Adding JWT-based Authentication to Django Rest Framework

So now that we have seen the differences between JWT and DRF built-in token-based authentication systems, how can we implement JWT authentication with Django Rest Framework?

Unfortunately, DRF has no built in JWT authentication system, but we can very easily add it to our project using django-rest-framework-jwt package which can be installed from pip.

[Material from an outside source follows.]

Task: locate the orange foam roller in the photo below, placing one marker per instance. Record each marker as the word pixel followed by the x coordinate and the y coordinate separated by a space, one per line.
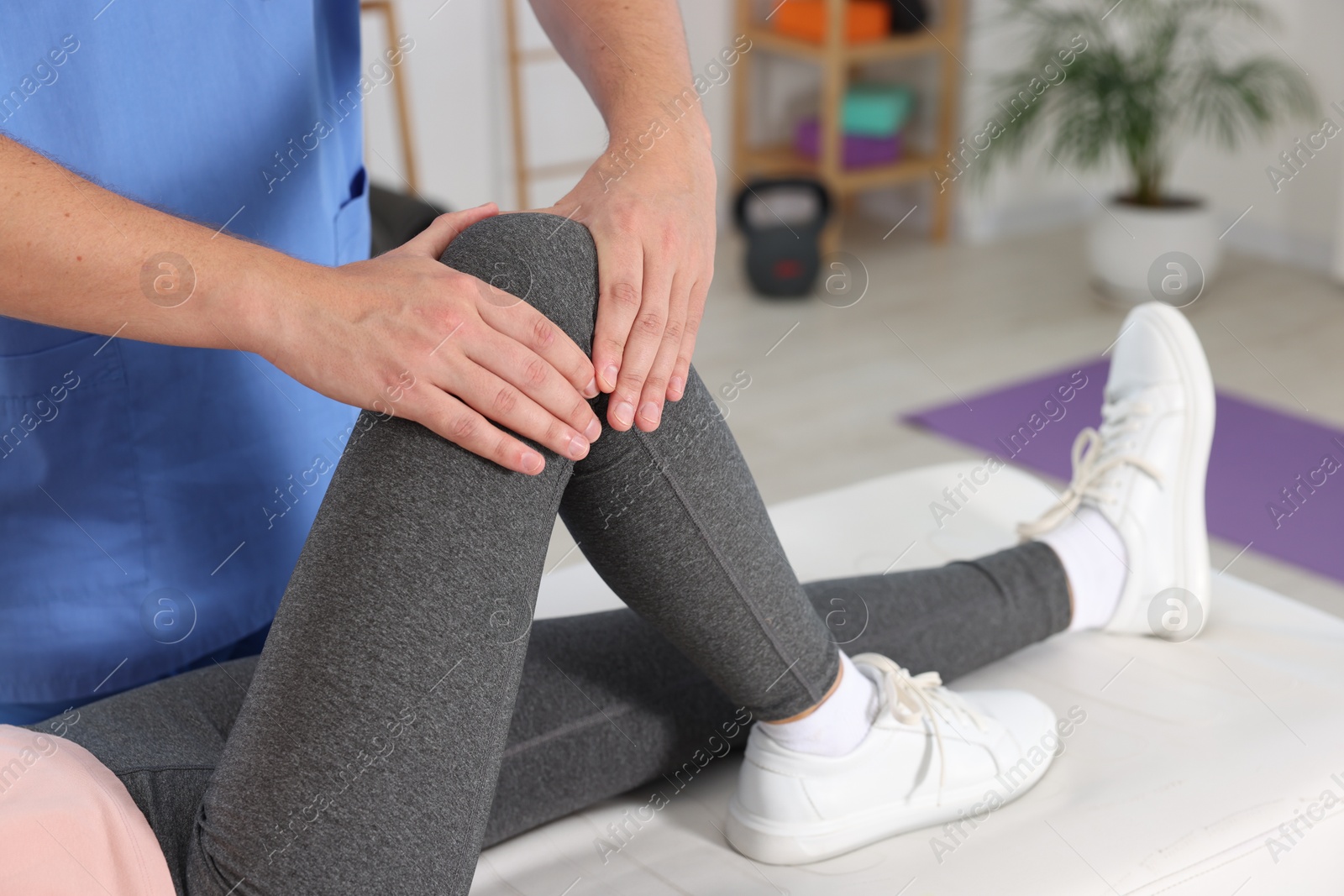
pixel 806 20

pip install djangorestframework-jwt

Next you need to add: restframeworkjwt.authentication.JSONWebTokenAuthentication to DEFAULTAUTHENTICATIONCLASSES in REST_FRAMEWORK configuration object in settings.py:


REST_FRAMEWORK = {
    'DEFAULT_PERMISSION_CLASSES': (
        'rest_framework.permissions.IsAuthenticated',
    ),
    'DEFAULT_AUTHENTICATION_CLASSES': (
        'rest_framework_jwt.authentication.JSONWebTokenAuthentication',
        'rest_framework.authentication.SessionAuthentication',
        'rest_framework.authentication.TokenAuthentication',
        'rest_framework.authentication.BasicAuthentication',
    ),
}

You can also customize many settings for djangorestframework-jwt using JWT_AUTH object. For example:


JWT_AUTH = { 
    'JWT_AUTH_HEADER_PREFIX': 'JWT',
    'JWT_EXPIRATION_DELTA': datetime.timedelta(seconds=300)
}

Next you need to add the different URLs for working with JWT to urls.py:


from django.conf.urls import url
from rest_framework_jwt.views import obtain_jwt_token
from rest_framework_jwt.views import refresh_jwt_token
from rest_framework_jwt.views import verify_jwt_token

urlpatterns = [
        url(r'^auth-jwt/', obtain_jwt_token),
        url(r'^auth-jwt-refresh/', refresh_jwt_token),
        url(r'^auth-jwt-verify/', verify_jwt_token),
]

Obtaining a JWT Token

You can obtain a token by sending a POST request with the user's name and password to thz http://localhost:8000/jwt-auth/ endpoint. Let's see an example using cURL:


$ curl --request POST \
      --url http://localhost:8000/jwt-auth/ \
      --header 'content-type: application/json' \
      --data '{"username": "myusername", "password": "mypass"}'

      {"token": "eyJhbGciOiJIUzI1NiIsInR5cCI6IkpXVCJ9.eyJ1c2VybmFtZSI6ImJvcm4yY29kZSIsInVzZXJfaWQiOjEsImVtYWlsIjoiIiwiZXhwIjoxNTAxNDE4OTYzfQ.VOLCx7uVNa5CXFLos2grecJV2CzrK4FyVj4ontjKUrw"}

Please note that you need to provide the credentials for an existing registered user.

Making API Requests?

For every request to a protected API resource you need to attach the obtained token to requests, with an HTTP Authorization header, in the form of: JWT <THE_TOKEN>

Th prefix is 'JWT' by default but if you have specified another using the JWT_AUTH configuration object:


JWT_AUTH = { 
    'JWT_AUTH_HEADER_PREFIX': 'Bearer',
}

You need to specify that one instead: Bearer

Using cURL you can specify an Authorization header with:


$ curl -H "Content-Type: application/json" -H "Authorization: Bearer eyJhbGciOiJIUzI1NiIsInR5cCI6IkpXVCJ9.eyJ1c2VybmFtZSI6ImJvcm4yY29kZSIsInVzZXJfaWQiOjEsImVtYWlsIjoiIiwiZXhwIjoxNTAxNDE4OTYzfQ.VOLCx7uVNa5CXFLos2grecJV2CzrK4FyVj4ontjKUrw" -X GET  http://localhost:8000/api/products/

If you can get the protected information then congratulations you have successfully setup JWT with Django Rest Framework.